Cullivan told me the story once how he saw a job posting for an assistant at Cawood while at a football camp and was immediately intrigued because he said he’d heard about Harlan, Kentucky most of his life. He applied and was hired as an assistant under Roger Caudill in Caudill’s one and only season at Cawood. Cullivan was in his late 50s at the time but seemed older to most of us, at least he did to me, and he certainly didn’t strike me at the time as the football savant we’d all eventually agree he was in his nine-year tenure as head coach.
Cullivan went on to post a 66-28 record in nine seasons, leading the Trojans to undefeated regular seasons in both 1981 and 1985. Both squads were ranked, at one point during the season, as the No. 1 3A team in Kentucky.
The 81 team fell in the playoffs to Lincoln County, but the 82 squad, led by all-state running back David Hensley, avenged that loss for the last of four district championships in JACHS history. The Trojans may have made a run at a state title if not having the misfortune of somehow being in the same district as Fort Thomas Highlands — just one example of the geographical insanity of the football playoffs during the 1980s
The 85 Trojans lost a heartbreaker to Danville in the district finals, one of three straight losses to a program in the midst of a run as perhaps the best in the state in 3A.
Cullivan didn’t have a losing season in those nine years and had an impact on hundreds of lives with his homespun country humor that he sometimes used to hide what a keenly intelligent man he truly was. “The frost is on the pumpkin,” was one of his favorite quotes and meant it was time for the season to begin. He had nicknames for many of his players and also for the school newspaper sports guy, dubbing me as “Poison Pen” when he discovered I had a little talent as a writer and sports knowledge that clearly surpassed my athletic abilities.

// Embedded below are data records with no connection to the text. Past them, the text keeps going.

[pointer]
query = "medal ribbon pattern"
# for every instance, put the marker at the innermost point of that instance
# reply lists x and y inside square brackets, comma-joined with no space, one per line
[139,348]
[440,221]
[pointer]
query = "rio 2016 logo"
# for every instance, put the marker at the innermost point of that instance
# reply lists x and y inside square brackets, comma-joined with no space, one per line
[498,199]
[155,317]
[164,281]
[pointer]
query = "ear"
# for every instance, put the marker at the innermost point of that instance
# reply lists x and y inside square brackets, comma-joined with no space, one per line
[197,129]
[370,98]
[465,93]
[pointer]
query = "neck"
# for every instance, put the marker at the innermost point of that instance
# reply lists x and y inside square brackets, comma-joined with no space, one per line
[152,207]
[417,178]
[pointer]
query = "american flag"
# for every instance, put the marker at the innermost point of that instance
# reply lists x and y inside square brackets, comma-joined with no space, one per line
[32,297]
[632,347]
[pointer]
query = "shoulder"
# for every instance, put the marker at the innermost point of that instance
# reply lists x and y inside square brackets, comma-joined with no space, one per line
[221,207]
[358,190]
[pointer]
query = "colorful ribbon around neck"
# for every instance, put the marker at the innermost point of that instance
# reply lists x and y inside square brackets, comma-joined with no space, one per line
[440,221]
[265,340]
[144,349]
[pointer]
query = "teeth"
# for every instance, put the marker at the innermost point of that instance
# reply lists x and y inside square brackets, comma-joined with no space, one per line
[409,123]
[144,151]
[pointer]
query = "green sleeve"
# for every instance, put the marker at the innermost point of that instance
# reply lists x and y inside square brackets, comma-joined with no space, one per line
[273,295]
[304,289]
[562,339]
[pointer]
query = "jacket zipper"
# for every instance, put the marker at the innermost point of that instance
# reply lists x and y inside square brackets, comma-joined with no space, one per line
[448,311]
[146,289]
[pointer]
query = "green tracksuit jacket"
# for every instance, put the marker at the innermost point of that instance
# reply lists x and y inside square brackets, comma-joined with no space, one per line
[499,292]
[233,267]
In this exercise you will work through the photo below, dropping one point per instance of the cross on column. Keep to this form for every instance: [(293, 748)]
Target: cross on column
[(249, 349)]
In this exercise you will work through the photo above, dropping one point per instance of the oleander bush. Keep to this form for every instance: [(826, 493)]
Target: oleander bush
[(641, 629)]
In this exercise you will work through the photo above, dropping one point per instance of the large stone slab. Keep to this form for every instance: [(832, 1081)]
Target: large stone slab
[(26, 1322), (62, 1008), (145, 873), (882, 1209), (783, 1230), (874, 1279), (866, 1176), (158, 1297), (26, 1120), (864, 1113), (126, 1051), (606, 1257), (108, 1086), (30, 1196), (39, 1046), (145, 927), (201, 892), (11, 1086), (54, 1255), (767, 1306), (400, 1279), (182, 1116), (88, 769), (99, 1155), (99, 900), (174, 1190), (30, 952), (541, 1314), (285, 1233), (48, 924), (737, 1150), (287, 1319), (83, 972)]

My favorite personal Cullivan story, even though it was no fun at the time, was when he met me at the 50-yard line after a win at Bell County to open the 1986 season. I was back home from EKU and working at the Enterprise by then, but still a student in his mind, I’m sure. Cullivan had read my predictions column earlier that day and was not very happy when he saw me walking toward him with pen and clipboard in hand.
“Poison Pen, you’re the kind of guy who gets coaches fired,” said Cullivan, before I could ask a question. He wasn’t happy that I had earned my nickname by picking his Trojans to finish 9-1 that season, much too much pressure to put on any team, he reasoned. Always a gentleman and a teacher, Cullivan then answered my questions about the game after he had made his point about my column.

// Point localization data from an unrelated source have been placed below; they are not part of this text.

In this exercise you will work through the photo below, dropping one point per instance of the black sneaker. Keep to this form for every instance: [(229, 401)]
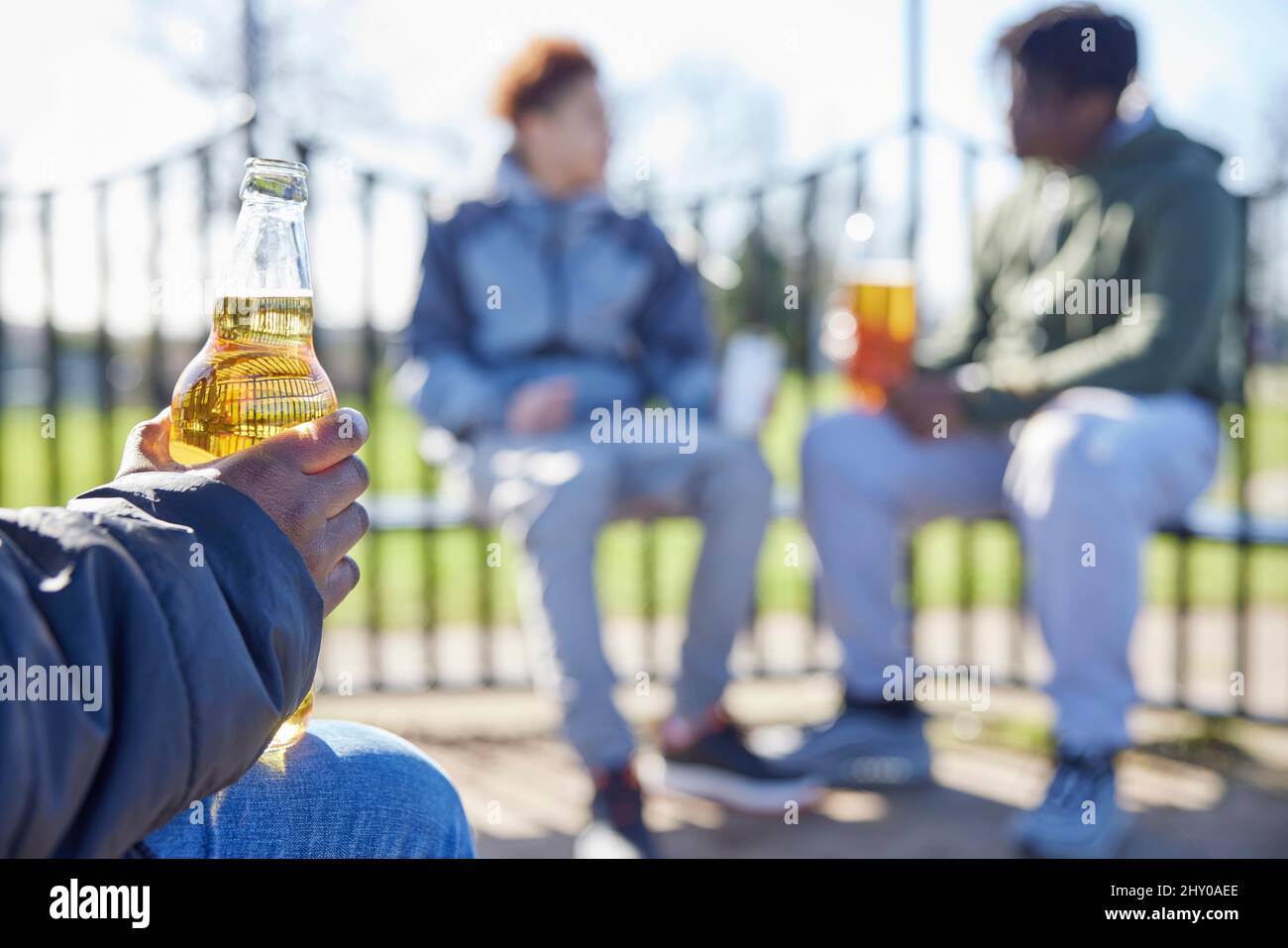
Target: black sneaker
[(717, 766), (617, 828), (870, 743)]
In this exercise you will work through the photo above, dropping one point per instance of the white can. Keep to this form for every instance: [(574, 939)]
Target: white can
[(748, 378)]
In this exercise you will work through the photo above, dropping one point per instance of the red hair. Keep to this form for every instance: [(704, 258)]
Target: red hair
[(539, 76)]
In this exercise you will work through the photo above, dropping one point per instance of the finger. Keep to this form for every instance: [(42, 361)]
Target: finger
[(147, 447), (346, 530), (338, 583), (340, 484), (316, 446)]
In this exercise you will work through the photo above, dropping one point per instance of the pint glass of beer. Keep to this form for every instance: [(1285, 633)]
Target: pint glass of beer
[(880, 296)]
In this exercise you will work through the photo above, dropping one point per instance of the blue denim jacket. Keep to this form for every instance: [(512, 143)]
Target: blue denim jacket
[(520, 287)]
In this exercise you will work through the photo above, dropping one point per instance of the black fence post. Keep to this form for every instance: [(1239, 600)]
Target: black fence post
[(368, 385), (108, 449), (53, 346)]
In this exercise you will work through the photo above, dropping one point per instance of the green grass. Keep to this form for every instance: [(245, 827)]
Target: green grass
[(86, 456)]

It’s clear now Cullivan had an impact on all the players he coached, not to mention many of his students. There was a story from North Carolina last year written by a former player who described what Cullivan meant to them during the mid 1970s before he arrived in Harlan County.
According to Jon Davidson, the Quarterback Club president at Henry County, Cullivan still drives, at least during the day and has breakfast with several involved with the Henry County program. Davidson said Cullivan attended Murray State after completing his service in the army during World War II and played in the 1949 Tangerine Bowl, where the opponent was Sul Ross in Texas, which featured a lineman by the name of Dan Blocker, who played Hoss for many years on Bonanza. He later joined the Murray coaching staff and eventually became the head coach. He also coached at Appalachian State and Eastern Kentucky University, as well as several high schools, before finding his way to Harlan County.
Little did we know back in 1979 that we had a football legend in our midst. He was truly one of a kind, as a coach, teacher and man. It was our good fortune he chose to spend a decade with us in Harlan County. It was a memorable time and a special program led by a unique man who hundreds of aging Trojans will never forget.